En los años cuarenta conoció a Nenette, la compañera de su vida, una pianista canadiense que con el seudónimo de Pablo del Cerro compuso con él decenas de piezas. Por esa época, con canciones como “El arriero” y “El alazán”, y la publicación de sus primeros libros, empezó a hacerse cada vez más conocido. Fue perseguido, censurado, detenido varias veces y hasta torturado durante el primer gobierno de Perón. Por unos años estuvo afiliado al comunismo, pero luego prefirió abstenerse de alinearse con partidos políticos, porque pensaba que lo limitaban. Decía que lo suyo era lo social. Era amigo de Cortázar y escribió canciones para el Che Guevara y para Pablo Neruda.

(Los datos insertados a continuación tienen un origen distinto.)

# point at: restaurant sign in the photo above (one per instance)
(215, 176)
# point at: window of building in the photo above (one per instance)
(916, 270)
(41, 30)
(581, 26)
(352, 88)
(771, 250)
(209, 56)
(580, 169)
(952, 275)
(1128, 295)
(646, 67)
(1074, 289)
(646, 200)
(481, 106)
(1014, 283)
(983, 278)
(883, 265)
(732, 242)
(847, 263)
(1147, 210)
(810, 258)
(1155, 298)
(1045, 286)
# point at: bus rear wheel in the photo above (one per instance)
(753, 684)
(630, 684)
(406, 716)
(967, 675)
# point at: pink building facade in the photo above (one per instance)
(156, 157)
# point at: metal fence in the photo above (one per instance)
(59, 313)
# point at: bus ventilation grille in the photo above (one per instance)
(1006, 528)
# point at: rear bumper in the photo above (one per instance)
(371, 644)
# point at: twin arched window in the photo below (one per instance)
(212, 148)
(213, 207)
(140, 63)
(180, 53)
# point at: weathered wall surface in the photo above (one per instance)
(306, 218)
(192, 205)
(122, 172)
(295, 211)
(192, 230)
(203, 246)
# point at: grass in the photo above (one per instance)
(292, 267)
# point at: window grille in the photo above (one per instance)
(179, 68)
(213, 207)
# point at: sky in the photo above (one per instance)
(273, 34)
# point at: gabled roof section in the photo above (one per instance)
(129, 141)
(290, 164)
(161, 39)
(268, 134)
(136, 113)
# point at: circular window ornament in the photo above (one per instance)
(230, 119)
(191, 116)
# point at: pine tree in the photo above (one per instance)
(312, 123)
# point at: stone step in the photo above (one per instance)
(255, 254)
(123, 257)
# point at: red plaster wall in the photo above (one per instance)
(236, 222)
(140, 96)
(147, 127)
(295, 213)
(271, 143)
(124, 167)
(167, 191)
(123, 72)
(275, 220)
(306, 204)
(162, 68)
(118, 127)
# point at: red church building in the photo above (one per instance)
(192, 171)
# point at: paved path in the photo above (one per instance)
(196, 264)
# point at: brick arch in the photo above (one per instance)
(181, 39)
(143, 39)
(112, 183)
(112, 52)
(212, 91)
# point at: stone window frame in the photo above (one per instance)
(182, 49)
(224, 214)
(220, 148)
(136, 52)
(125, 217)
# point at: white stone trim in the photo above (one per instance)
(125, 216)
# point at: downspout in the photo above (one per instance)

En el año ‘50 hizo su primer viaje a Europa y Edith Piaff, en el apogeo de su fama, quedó encantada con él y le abrió las puertas de París. Su figura ya no paró de agigantarse: participó en un par de películas (una, Horizonte de piedra, basada en uno de sus libros, Cerro Bayo), grabó cada vez más frecuentemente y cosechó reconocimientos en todo el mundo.
Lo consideran un maestro gentes como León Gieco, Joan Manuel Serrat, Silvio Rodríguez, Luis Eduardo Aute, Daniel Viglietti y Mercedes Sosa, artistas con décadas de coherencia, a su vez respetados y admirados en todo el mundo. Unos meses antes de morir, Silvio Rodríguez le envió una carta, fechada en enero de 1992: “Don Ata: este año me acuerdo especialmente de usted, porque creo que, hace cinco siglos, comenzó su canción a volar, hasta dar en sus manos y en su voz. En consecuencia, desde que lo escuché la primera vez, estoy tratando de ajustar mis entendederas a su magisterio. No tengo la hondura de su raíz, pero le garantizo que parte de mis momentitos de luz se los debo”.
Quizá convenga pensar en las razones de las deudas con lo que representa Yupanqui. Sobre todo en estos días, cuando sólo se habla de las deudas al FMI, y mientras las penas son cada vez más de nosotros y va quedando poco que no sea ajeno.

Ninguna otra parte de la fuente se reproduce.